Wartime demands stimulated activity at Port Pirie's lead smelters. In 1915, the first iron ore from Iron Knob, west of Hummock Hill (now Whyalla), was shipped to the Broken Hill Pty Co Ltd's new steelworks at Newcastle, New South Wales. High copper prices during the war gave a final boost to activity in the Moonta and Wallaroo mines. However, the post-war slump in prices extinguished the copper mining field which had produced copper for more than sixty years. With only low-grade ores remaining at deep levels, the great Wallaroo and Moonta Mining and Smelting Co Ltd wound up in 1923, and its employees dispersed. Some went to Broken Hill, some turned to farming in South Australia and Western Australia, but most swelled the migration to the big cities with their tariff-protected secondary industries.
The provision of improved water-supplies had long been a government preoccupation in South Australia. In the Public Works Report for 1920-21, the hydraulic engineer could claim that the water-supply systems to country towns and farms for domestic purposes and livestock were 'the largest distributing scheme in the world, and unique in the history of waterworks schemes'. Mains supply to country towns and farms comprised 5000 kilometres of wooden and metal pipes, which in the central area formed an almost continuous network from Port Augusta to Noarlunga.

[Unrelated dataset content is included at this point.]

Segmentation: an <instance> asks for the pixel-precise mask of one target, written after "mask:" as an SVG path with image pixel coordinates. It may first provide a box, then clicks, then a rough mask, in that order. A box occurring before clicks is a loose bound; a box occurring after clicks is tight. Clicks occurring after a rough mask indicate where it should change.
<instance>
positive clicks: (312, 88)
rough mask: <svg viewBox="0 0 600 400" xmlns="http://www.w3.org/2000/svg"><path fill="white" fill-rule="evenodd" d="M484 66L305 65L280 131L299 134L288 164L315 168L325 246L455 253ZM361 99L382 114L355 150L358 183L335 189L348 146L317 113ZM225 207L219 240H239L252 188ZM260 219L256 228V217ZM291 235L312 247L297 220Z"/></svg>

Between 1880 and 1921, the Water Conservation Branch of the Department of Public Works had constructed about 460 tanks, reservoirs and rain sheds in rural areas, dug and maintained 375 wells and drilled 280 bores. The importance of these hundreds of State-maintained watering points to the pastoral and agricultural economy cannot be overestimated. Major works were also under way on the River Murray to improve navigation and irrigation, the first lock on the river being opened at Blanche Town in 1922. Millbrook, the largest reservoir built to date in South Australia, filled for the first time in August 1920. On Eyre Peninsula, construction had begun on the vital Tod River Reservoir in the Lincoln Uplands, from which water was piped by gravity to as far west as Ceduna.

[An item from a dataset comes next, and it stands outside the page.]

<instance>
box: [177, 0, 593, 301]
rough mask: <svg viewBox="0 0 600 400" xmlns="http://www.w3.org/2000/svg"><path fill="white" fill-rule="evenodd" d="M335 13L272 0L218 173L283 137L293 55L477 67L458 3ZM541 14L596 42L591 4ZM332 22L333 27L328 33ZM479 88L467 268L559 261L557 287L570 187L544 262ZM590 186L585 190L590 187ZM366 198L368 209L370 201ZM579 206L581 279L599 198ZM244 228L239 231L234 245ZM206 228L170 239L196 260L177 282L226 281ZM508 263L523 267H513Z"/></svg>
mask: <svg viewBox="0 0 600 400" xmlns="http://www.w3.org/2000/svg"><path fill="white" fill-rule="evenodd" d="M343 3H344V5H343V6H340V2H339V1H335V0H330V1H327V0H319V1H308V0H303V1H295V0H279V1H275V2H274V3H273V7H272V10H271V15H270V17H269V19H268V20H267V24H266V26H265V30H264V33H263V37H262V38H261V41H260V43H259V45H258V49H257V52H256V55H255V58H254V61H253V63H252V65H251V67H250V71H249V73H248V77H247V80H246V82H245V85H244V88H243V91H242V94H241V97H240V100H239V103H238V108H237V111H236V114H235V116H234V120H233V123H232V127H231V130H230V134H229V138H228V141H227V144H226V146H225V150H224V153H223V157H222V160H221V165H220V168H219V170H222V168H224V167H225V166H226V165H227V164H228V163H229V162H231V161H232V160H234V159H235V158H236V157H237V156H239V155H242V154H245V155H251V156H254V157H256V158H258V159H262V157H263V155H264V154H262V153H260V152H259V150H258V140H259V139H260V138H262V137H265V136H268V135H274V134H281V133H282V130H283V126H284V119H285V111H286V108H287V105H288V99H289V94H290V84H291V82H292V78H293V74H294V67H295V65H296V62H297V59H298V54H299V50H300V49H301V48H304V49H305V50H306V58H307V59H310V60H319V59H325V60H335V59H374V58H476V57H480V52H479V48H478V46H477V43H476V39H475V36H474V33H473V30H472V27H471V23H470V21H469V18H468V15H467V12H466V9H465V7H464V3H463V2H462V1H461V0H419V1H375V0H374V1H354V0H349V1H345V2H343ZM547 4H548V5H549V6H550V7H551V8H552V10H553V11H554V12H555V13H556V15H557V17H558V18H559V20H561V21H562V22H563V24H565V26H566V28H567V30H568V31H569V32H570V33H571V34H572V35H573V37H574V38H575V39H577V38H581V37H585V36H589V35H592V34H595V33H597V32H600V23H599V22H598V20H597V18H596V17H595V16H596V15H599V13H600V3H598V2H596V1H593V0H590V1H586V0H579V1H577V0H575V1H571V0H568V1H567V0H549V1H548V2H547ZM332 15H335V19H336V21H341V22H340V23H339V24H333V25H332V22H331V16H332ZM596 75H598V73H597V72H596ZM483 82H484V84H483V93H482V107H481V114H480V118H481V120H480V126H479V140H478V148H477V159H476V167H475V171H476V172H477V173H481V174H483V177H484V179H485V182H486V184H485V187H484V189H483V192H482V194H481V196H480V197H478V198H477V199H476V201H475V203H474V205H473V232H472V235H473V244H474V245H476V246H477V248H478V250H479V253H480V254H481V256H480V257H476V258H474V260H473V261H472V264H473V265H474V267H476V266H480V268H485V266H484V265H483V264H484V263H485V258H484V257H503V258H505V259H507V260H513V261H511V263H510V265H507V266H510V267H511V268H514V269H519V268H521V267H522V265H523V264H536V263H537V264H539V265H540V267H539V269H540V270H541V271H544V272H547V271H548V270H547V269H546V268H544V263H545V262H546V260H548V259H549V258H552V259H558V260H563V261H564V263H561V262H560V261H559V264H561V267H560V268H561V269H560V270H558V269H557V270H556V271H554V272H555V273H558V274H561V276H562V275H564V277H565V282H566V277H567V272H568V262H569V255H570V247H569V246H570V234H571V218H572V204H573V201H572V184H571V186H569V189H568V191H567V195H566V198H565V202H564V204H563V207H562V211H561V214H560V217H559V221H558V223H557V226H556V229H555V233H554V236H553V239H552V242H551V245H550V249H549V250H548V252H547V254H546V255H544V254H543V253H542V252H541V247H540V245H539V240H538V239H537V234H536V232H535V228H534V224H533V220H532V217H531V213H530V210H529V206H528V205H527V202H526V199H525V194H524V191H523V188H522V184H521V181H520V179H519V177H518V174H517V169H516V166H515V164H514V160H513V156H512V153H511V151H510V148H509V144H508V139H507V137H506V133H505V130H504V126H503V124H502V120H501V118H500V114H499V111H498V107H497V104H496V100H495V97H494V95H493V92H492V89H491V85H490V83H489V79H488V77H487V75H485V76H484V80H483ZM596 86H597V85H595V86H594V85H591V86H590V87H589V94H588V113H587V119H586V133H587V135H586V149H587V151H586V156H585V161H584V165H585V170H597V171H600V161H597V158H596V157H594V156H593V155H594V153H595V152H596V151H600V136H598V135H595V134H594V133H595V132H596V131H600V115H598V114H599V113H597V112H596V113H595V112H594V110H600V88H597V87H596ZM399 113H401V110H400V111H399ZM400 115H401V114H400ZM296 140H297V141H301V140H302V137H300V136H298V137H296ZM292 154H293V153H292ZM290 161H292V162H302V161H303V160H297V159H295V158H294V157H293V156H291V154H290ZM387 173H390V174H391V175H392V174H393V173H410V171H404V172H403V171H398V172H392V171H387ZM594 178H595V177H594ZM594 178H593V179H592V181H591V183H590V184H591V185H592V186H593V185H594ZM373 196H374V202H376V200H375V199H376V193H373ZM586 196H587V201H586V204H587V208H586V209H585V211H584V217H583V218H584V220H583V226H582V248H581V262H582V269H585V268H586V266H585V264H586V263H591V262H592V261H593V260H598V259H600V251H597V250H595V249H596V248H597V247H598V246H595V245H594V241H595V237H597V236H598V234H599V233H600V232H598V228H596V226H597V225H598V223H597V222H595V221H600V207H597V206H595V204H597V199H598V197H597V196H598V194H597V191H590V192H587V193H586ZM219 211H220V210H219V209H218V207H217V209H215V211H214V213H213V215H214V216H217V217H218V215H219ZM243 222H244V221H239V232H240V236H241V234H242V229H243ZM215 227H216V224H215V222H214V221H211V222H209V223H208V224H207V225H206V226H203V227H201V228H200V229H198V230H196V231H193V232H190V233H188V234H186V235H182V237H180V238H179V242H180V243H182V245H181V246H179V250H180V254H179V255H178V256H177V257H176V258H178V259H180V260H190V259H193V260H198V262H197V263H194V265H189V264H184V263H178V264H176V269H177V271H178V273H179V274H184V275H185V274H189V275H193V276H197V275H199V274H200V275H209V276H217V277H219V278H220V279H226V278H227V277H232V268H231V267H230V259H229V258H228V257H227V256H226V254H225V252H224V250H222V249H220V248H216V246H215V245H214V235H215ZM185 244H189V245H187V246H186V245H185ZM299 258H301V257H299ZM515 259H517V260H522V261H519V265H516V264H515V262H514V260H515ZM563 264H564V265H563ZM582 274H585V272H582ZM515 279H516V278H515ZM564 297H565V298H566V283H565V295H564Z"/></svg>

In 1920, the motor car had made little impact outside Adelaide and the larger country towns. Rail and shipping dominated trade: the 1920s were the golden age of the little ships and little ports in South Australian waters. More than in any other State of Australia, coastal shipping played a vital part in linking outlying rural areas to Adelaide and to international trade. By 1920, the gulf and ocean coastlines were dotted with jetties and landing places, while the shipping lanes were well-marked with navigational aids. No fewer than sixty ports were listed in the South Australian Harbors Board annual returns of cargo from outports. Until the introduction of bulk grain handling, much of the wheat and barley crop was shipped to the main export ports by small sailing ketches and schooners. Usually run as small family enterprises, these little ships also carried gypsum, salt, wool, skins and firewood, and took as return cargo superphosphate, general stores, farm machinery and building materials.